Rencontre avec un homme remarquable… Jiddu Krisnamurti.
J'étais parti ce matin-là faire un long footing dans la campagne anglaise. L'air était chargé d'humidité. Dès le lever, j'avais effectué quelques asanas, attentif à leur bonne exécution. A midi, j'allais déjeuner avec ce personnage remarquable dont la lecture de plusieurs de ses livres avaient longtemps nourris mes réflexions et mes choix de vie. Dans son école de Brockwood Park, c’était devenue une habitude. Les invités mangeaient à sa table le jour de leur arrivée. Ce jour-là, j’en étais un.

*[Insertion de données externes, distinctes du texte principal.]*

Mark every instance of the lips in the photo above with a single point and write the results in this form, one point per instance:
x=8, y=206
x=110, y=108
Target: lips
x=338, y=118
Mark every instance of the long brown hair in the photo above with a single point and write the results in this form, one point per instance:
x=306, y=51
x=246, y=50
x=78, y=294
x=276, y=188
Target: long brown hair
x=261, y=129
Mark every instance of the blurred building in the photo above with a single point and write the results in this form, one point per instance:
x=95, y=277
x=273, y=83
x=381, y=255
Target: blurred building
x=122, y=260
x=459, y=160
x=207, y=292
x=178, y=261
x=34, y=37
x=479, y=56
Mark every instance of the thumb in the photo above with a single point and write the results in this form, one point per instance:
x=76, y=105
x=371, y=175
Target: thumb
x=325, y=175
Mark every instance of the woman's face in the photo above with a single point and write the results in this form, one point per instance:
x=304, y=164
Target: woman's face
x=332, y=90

- Krisnamurti, Brockwood Park, Hampshire, GB -
Que je m’en défende ou non, j’étais un peu tendu. Me parlerait-il en anglais ou en français ? Allais-je bredouiller ? Cette inquiétude m'empêchait de profiter du spectacle, de ces vertes collines, du chant des oiseaux, du bruit du cours d'eau que le sentier suivait.
La salle à manger réunissait élèves et professeurs. C'était un peu bruyant, l’ambiance était joyeuse. Au titre d'invité, je fus donc installé à sa table, juste en face de lui. Je me présentais. Il me salua, me dis quelques mots polis en français et se tourna vers ses autres hôtes, deux journalistes qui venaient de Londres. Ils étaient très volubiles. N’ayant pas été convié à participer à leur débat qui de toute façon me dépassait - je crus comprendre qu’il s’agissait de mathématique quantiques - je me contentais donc d’écouter et d’observer.

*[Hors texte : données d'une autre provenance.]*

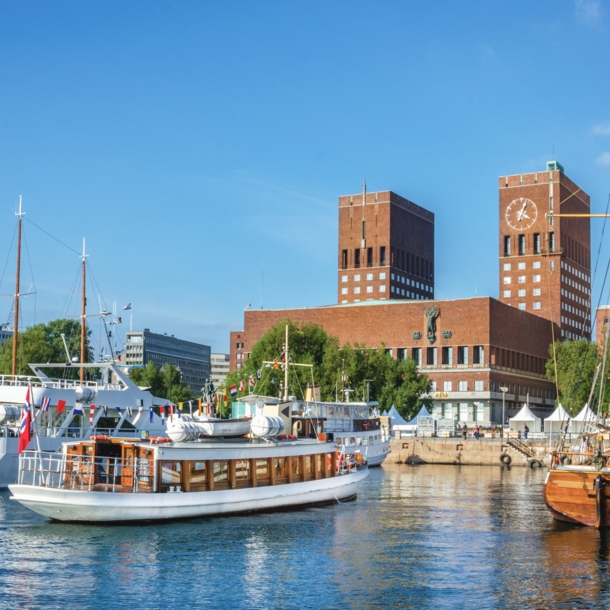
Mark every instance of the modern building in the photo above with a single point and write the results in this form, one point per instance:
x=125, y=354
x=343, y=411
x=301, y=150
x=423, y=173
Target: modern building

Ce petit bonhomme aux rares cheveux d’un blanc de neige, dégageait une énergie d'autant plus saisissante qu'il venait de dépasser les 80 ans. Il mangeait son repas végétarien avec appétit et discutait avec un appétit tout aussi confondant pour les choses de l'esprit. Autant il était sec, léger et dense à la fois, autant les journalistes anglais étaient ronds. Insatiables parleurs, je les imaginais grands buveurs de bière et de whisky. Je ne devais pas me tromper à en juger par leurs faces rubicondes. Je perdis vite le fils de leurs argumentaire. J'étais certes déçu de n’avoir pu me mêler à la discussion mais d'une certaine façon, soulagé de n'avoir pas à dévoiler mon insécurité intellectuelle et mon manque de certitude. A la fin du repas, les élèves s'éparpillèrent, le maître se leva, le regard vif et souriant. Il nous salua et s'éclipsa sans plus de façon.
Je n'avais reçu nul message personnel, bénéficié d'aucune de ces petites phrases pleines de sens qui sont sensées faire de vous une autre personne, qui vous font prendre à droite plutôt qu'à gauche, ni pu demander l'avis du maître sur un quelconque sujet d'importance.

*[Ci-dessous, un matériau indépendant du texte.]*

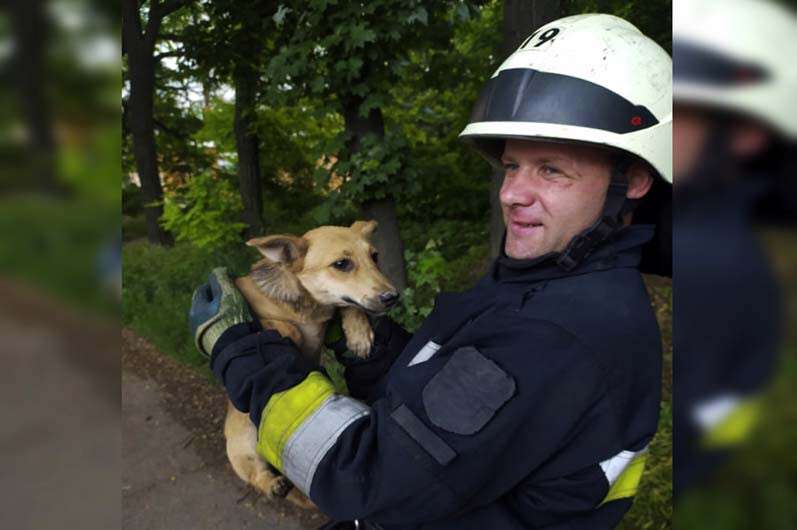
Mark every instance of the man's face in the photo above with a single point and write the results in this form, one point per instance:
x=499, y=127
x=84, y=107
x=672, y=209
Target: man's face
x=551, y=192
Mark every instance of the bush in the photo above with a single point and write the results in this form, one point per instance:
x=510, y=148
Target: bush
x=158, y=285
x=205, y=212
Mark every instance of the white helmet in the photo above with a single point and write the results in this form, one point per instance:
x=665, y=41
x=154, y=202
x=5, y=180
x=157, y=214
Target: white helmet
x=587, y=78
x=738, y=55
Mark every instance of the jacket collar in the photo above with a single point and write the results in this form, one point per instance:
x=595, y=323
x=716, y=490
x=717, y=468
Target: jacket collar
x=623, y=250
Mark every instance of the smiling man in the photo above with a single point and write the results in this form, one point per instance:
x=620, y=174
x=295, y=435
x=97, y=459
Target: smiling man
x=551, y=192
x=529, y=400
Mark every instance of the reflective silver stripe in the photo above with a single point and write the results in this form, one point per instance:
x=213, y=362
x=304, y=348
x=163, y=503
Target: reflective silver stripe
x=614, y=466
x=315, y=436
x=425, y=353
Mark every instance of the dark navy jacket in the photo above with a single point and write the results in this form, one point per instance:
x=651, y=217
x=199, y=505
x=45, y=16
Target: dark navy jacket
x=727, y=321
x=540, y=375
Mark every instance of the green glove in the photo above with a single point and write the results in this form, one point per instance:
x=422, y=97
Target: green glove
x=215, y=307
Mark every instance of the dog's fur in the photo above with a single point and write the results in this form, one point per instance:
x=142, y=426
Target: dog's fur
x=295, y=290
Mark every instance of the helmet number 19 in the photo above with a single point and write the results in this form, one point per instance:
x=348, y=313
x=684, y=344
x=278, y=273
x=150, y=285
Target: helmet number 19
x=541, y=39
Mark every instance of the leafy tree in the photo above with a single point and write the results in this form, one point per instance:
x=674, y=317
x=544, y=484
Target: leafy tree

Il ne s'était rien passé, enfin, rien qui eut pu ressembler à ce que j'avais imaginé. En ce début d'après midi, je retournais à ma chambre, troublé. Je fus incapable de me concentrer sur mes lectures, relisant plusieurs fois les mêmes pages, sans pouvoir me remémorer leur contenu ou de leur donner un sens.
Plus tard, j'effectuais une lente promenade. Au bout d'une bonne demi-heure, je retrouvais une paix relative, le bruit de l'eau me parvint à nouveau. Je m'arrêtais pour observer un lapereau qui traversait dans un champ, insouciant mais pourtant attentif à son environnement. Je m'étirais et soupirais. Cela avait été une remarquable rencontre.